This review explores the structure, distribution, and functional roles of Collagen VI (Col VI), a significant extracellular matrix (ECM) protein, in both the central (CNS) and peripheral nervous systems (PNS), along with its connections to neurological diseases. Traditionally recognized for supporting muscle integrity, Col VI also plays crucial roles in nervous tissue architecture and cellular signaling.

Key Points

• Molecular and Structural Roles

  Col VI is a network-forming collagen within the ECM that interacts with various ECM proteins and cell-surface receptors. It modulates biomechanical properties and intracellular signaling pathways important for cell survival, differentiation, apoptosis, autophagy, and immune responses.

• Peripheral Nervous System (PNS) Functions

  In the PNS, Col VI regulates Schwann cell differentiation, supports myelination, maintains nerve structure and function, and aids in nerve regeneration after injury. This highlights its essential structural and regulatory roles in peripheral nerve physiology.

• Central Nervous System (CNS) Roles

  Though Col VI’s role in the CNS is less defined than in the PNS, it is expressed in brain ECM and associated structures, participates in neuronal and glial ECM interactions, and may affect neuronal survival and responses to injury or stress. Evidence suggests:

  • Col VI may have neuroprotective effects, such as protection against amyloid-beta (Aβ)-induced neurotoxicity in experimental models.
  • Its regulated deposition and turnover are likely crucial for neuronal homeostasis. An imbalance in ECM composition could contribute to neurodegenerative pathology or impaired repair mechanisms.

• Disease Associations

  Genetic deficiencies or dysregulation of Col VI components are linked to connective tissue and neuromuscular disorders. Emerging evidence also suggests Col VI alterations in neurodegenerative processes and ECM remodeling in CNS disease.

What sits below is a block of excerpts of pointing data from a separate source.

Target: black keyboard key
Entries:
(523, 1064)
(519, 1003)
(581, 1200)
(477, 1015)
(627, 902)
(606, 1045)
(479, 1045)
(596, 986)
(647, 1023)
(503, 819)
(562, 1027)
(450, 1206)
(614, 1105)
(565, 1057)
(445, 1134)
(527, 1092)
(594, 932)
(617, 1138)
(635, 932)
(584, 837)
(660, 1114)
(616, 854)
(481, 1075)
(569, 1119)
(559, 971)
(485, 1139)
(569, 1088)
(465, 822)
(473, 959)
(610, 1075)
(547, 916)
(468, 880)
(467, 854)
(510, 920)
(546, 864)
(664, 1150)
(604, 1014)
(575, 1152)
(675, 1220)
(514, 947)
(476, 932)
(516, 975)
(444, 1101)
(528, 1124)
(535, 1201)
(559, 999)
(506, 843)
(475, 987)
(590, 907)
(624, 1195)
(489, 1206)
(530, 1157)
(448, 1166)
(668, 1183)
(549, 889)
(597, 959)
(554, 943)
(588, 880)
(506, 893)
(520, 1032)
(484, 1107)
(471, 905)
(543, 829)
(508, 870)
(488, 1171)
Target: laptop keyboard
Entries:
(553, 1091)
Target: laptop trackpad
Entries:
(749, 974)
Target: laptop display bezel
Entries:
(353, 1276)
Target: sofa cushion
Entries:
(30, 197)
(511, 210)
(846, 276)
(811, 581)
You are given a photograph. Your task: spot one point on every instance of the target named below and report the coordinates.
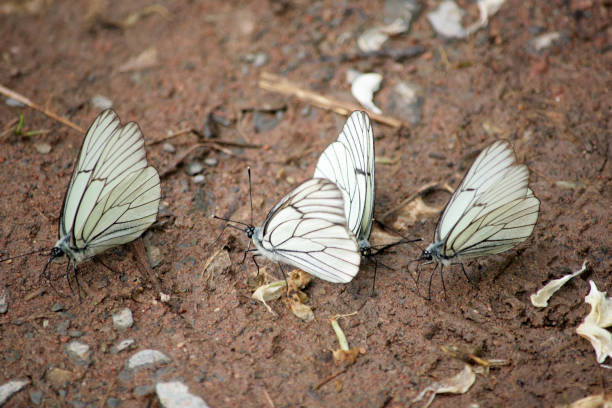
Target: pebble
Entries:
(59, 378)
(113, 402)
(144, 390)
(169, 148)
(264, 122)
(3, 303)
(76, 333)
(10, 388)
(36, 397)
(123, 319)
(211, 161)
(43, 147)
(147, 358)
(154, 255)
(79, 352)
(57, 307)
(62, 327)
(545, 41)
(14, 103)
(175, 394)
(101, 102)
(123, 345)
(194, 168)
(406, 101)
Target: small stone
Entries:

Translational and Clinical Implications

• ECM and Neuropathology

  Col VI’s role in ECM structure and cell signaling highlights the importance of ECM integrity for neuronal survival, synaptic stability, and repair capacity. Disruption of ECM homeostasis, including Col VI alterations, may lead to neurodegenerative changes and impaired regeneration.

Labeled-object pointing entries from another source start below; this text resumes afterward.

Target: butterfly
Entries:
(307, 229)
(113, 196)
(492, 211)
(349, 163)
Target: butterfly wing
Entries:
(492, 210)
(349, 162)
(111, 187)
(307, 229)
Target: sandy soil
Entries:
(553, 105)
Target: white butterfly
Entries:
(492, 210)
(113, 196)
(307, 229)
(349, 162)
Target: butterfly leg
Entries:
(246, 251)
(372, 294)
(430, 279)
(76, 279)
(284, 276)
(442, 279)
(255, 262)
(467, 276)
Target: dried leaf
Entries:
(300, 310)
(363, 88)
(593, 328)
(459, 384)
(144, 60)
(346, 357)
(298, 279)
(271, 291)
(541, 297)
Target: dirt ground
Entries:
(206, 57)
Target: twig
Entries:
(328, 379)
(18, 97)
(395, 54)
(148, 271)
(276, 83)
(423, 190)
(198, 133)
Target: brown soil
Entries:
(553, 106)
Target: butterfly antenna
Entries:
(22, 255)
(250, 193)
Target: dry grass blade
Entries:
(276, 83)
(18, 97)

• Potential Therapeutic Angles

  Understanding Col VI’s regulation could inform strategies to preserve ECM support during nervous system injury or disease. This might enhance neuronal resilience, modulate inflammation, or support regenerative outcomes.

Bottom Line:
Collagen VI is a dynamic ECM component with crucial structural and regulatory roles in both peripheral and central nervous systems. Its functions extend beyond mechanical support to active participation in cellular signaling, nerve integrity, and potentially neuroprotection. Dysregulation of Col VI contributes to nervous system pathology and represents a potential target for therapeutic intervention.